Food supply chain actors have already been making efforts to facilitate a transition to a food system that is fit-for-future. The transition is also widely supported by policies that strive to accelerate the process. Moreover, shaping a food environment that makes sustainable choice an easy choice is a great enabler for consumers to adapt their diets and food patters accordingly. Taking into consideration the complexity of the food system, it remains crucial to make the pathway inclusive by stepping up to the plate. Therefore, partnerships must be seen as a core asset of a critical significance in the food system shift. 


connection2024_01.jpg Business-academia cooperation: a catalyst of a positive change

Boosting cooperation along the food supply chain has the potential to not only contribute to integrated, comprehensive solutions for the benefit of people and the planet, but at the same time to enhance the ability of food supply chain links to explore new horizons of knowledge and expertise sharing. This respective aspect must not be overlooked particularly when it comes to a possibility of business-academia cooperation.

Academia possesses an undisputed scientific and theoretical expertise that certainly feeds into tackling complex issues of the food system transition. What is more, framing of the issues with a help of academic insight poses a significant addition in terms of enriching horizons with new perspectives for companies and their business plans.

The respective cooperation models work well in Europe as can be demonstrated for instance in the Netherlands. Its top-research academic institutes and agri-food industries (both small and large companies) have been engaged in partnerships to foster solutions for a healthy and sustainable transition (across different provinces). The collaboration is designed to innovate in combining science, business and talent.  On one hand, this offers a sound basis for a transition pathway and subsequently brings an added value to the regional economy, its innovation potential, growth of highly-skilled jobs and, what is particularly important nowadays – it helps to minimize talent scarcity.

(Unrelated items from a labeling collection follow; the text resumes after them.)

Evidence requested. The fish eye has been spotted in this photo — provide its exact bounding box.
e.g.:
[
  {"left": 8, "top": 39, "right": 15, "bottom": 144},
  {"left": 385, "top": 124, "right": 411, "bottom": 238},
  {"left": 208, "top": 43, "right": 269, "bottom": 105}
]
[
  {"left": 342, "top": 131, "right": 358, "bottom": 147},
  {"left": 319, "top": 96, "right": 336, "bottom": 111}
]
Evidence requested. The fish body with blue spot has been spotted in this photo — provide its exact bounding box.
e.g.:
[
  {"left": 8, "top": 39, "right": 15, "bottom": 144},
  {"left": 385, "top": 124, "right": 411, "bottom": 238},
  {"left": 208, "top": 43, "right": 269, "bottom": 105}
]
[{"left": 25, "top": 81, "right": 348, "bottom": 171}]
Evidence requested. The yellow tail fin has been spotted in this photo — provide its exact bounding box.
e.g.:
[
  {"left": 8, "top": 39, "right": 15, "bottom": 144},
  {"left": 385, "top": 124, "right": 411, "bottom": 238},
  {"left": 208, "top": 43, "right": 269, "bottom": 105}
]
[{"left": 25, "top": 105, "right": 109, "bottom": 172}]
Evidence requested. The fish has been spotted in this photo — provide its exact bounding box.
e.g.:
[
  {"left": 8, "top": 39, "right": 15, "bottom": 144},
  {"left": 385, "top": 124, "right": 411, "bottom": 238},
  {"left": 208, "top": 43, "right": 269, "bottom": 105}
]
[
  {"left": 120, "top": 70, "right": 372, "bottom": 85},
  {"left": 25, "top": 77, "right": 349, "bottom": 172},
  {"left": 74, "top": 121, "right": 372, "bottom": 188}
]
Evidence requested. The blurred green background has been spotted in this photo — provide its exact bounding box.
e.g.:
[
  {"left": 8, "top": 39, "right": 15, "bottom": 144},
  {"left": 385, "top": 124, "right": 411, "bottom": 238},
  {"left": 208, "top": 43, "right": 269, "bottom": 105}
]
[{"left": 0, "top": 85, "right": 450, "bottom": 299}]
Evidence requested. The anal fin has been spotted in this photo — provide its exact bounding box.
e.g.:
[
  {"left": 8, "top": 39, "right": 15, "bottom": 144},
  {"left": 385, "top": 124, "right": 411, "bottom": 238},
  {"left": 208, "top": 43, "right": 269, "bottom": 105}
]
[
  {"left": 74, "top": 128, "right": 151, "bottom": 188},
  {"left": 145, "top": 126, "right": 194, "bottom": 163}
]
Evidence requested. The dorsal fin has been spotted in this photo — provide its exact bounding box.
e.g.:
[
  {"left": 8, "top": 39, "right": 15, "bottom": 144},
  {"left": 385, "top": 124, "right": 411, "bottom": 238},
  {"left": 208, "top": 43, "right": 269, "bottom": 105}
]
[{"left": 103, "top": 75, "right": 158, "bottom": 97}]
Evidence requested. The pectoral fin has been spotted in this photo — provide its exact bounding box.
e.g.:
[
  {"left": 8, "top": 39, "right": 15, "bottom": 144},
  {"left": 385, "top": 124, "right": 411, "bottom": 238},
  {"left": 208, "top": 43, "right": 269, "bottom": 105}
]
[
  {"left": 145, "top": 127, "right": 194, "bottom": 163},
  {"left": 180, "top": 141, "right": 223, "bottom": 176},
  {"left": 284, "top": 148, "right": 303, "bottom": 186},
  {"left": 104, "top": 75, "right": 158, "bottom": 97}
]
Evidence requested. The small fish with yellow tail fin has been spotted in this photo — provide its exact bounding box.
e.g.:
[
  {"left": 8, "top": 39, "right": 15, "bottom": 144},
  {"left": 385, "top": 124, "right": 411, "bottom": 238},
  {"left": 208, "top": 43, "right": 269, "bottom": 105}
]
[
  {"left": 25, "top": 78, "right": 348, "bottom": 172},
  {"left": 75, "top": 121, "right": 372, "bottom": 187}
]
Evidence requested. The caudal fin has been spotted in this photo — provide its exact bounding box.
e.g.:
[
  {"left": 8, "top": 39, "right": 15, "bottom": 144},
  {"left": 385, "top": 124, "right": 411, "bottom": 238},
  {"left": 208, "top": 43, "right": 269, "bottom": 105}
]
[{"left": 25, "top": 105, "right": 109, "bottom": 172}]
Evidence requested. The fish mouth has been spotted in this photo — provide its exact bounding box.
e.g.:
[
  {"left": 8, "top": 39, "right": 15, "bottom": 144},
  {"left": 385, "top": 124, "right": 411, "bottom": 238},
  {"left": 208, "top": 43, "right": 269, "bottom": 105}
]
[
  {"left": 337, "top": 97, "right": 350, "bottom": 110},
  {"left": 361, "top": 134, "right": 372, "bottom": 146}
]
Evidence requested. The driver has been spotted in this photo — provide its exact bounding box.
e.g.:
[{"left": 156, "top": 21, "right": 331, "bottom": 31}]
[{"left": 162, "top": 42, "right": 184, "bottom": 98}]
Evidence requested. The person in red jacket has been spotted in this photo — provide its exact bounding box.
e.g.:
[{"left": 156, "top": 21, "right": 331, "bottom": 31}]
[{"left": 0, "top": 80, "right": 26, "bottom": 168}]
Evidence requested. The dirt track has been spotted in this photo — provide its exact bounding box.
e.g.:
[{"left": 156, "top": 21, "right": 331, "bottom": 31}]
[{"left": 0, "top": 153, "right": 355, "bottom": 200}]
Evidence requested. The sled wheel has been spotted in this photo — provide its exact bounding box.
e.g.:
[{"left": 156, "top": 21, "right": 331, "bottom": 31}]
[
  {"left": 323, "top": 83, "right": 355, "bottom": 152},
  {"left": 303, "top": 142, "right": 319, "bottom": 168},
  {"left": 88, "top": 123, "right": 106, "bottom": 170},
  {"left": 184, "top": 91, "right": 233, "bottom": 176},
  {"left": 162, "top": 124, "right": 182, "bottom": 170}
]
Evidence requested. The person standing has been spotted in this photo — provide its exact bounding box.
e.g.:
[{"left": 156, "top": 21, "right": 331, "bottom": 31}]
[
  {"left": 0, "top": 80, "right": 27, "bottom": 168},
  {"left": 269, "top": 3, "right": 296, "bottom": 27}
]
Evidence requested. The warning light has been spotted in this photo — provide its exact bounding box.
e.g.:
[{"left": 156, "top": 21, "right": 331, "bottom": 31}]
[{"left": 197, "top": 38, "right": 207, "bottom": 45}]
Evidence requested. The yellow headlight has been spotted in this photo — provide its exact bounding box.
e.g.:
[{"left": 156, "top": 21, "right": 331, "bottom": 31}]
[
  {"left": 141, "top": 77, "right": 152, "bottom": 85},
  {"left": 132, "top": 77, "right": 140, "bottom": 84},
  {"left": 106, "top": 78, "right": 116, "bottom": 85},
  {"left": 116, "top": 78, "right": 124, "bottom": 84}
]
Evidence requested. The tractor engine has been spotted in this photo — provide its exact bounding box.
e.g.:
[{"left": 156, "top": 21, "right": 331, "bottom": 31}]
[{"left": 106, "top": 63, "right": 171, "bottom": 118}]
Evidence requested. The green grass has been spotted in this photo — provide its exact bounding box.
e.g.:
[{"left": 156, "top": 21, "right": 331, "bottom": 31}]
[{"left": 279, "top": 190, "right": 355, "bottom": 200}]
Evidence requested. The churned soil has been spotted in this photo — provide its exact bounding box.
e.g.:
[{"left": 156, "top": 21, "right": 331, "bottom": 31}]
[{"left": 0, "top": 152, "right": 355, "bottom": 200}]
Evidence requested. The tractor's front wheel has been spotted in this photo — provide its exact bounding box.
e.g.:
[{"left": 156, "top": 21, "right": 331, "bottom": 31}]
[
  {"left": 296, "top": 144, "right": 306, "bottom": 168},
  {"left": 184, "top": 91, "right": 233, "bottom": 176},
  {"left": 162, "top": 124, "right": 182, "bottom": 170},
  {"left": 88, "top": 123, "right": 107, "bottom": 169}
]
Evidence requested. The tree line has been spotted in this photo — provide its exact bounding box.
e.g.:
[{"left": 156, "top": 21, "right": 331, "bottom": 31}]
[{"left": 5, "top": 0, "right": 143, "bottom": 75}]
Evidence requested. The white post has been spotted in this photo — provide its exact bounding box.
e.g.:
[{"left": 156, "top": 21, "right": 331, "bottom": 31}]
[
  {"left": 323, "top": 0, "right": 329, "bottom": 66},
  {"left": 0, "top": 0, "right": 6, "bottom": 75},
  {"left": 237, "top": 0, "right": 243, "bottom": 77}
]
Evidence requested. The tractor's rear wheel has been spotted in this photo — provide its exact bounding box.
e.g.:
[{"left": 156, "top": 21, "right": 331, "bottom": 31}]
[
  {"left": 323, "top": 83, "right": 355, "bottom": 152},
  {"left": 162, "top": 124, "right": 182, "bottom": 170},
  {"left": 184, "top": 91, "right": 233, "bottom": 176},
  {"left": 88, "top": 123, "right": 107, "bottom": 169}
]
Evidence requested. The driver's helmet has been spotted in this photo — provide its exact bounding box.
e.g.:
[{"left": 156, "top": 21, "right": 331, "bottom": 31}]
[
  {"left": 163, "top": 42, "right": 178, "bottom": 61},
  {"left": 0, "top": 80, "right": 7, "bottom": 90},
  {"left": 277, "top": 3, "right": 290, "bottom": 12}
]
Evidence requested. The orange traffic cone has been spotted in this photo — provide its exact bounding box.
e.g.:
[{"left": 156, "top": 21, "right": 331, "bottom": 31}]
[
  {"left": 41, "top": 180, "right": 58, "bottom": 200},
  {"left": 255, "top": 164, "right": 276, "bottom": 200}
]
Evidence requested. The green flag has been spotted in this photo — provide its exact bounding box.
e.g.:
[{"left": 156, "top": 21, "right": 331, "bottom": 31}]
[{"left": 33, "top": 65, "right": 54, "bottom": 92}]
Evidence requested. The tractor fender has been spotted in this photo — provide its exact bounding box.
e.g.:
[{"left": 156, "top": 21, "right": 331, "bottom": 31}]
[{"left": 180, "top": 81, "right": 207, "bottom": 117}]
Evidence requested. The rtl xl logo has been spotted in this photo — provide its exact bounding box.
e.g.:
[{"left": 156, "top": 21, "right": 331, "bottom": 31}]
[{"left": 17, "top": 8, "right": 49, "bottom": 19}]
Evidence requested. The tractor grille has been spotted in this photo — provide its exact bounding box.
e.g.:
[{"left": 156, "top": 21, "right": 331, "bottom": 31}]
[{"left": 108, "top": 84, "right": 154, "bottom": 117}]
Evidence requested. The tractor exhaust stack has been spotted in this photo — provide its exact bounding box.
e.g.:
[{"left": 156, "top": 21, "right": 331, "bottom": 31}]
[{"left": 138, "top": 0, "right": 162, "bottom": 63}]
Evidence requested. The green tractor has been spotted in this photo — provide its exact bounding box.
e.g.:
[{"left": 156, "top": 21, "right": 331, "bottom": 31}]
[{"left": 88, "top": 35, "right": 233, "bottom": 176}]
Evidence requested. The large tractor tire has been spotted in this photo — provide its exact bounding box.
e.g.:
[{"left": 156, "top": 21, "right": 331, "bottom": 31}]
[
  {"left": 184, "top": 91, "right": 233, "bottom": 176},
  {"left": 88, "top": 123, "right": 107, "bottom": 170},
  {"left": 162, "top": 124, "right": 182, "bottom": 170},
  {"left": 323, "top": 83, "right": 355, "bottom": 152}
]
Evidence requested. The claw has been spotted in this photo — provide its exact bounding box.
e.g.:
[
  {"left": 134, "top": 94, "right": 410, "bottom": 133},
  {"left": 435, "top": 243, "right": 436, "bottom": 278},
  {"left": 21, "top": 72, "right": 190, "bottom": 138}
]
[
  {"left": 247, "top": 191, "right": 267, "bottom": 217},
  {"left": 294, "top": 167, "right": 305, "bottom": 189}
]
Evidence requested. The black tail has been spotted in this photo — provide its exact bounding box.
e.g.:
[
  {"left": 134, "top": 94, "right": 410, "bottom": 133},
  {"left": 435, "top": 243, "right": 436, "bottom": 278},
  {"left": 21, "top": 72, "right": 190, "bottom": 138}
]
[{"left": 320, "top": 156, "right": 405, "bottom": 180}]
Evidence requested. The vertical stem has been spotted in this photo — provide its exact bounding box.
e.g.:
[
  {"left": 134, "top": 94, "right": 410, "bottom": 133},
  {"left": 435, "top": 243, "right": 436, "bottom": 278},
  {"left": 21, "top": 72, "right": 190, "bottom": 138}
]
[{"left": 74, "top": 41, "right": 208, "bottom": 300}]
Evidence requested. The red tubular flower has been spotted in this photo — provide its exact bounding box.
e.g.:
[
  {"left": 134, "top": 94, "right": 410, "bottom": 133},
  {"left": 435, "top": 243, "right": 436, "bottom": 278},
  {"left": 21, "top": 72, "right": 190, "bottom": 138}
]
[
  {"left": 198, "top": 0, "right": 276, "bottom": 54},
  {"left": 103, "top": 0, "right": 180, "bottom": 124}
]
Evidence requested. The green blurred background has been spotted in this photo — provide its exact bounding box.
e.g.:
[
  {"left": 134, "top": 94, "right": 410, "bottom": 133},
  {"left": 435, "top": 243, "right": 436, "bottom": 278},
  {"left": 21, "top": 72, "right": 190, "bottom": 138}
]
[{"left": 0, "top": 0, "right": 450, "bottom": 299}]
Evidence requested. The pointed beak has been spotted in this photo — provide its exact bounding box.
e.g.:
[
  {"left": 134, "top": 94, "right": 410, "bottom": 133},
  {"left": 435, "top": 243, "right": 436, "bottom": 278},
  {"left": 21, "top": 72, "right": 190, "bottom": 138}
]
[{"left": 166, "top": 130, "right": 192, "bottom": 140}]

Potential (yet) to be untapped in Slovakia

The wind of a positive change in the form of a more collaborative business- academia approach can be felt in Slovakia too. Topics of circularity, food waste, health, nutrition and consumer behavior have taken more prominent stage in research activities of the Slovak academic institutes (with a focus on life-sciences). In a similar fashion, local and international agri-food businesses have become increasingly aware of how the food that is produced, distributed, prepared, sold, consumed or even wasted, affects the environment. The respective rationale can further enhance the food system transformative potential. So does the academia-business partnership.

Building connections and relationships between both partners is a primary condition. Weakening of disciplinary boundaries in academia could help to better address complex issues (that cannot simply be drawn in strict disciplinary lines). Next to that, framing a problem to be addressed needs to clearly reflect a business perspective from an early stage of cooperation, so that research, innovation and business objectives are well aligned. Such partnerships are to deliver overarching benefits – cultivating both the research and the business ecosystem, bringing innovation, enhancing investment and infrastructure potential (locally, regionally and internationally) and co-creating talent hubs attracting highly-skilled minds.

Paving the way towards the future – the task for now

Food system is an ever-changing mechanism. The pace of changes has been determined by an urgent need to act. Individual actions are not sufficient for a positive change but joining forces is. In this respect, businesses and academia should pull together and jointly take the lead in the food system transition as both parties are well-positioned to capitalize on the process and the benefits it may generate for the society, business and the planet.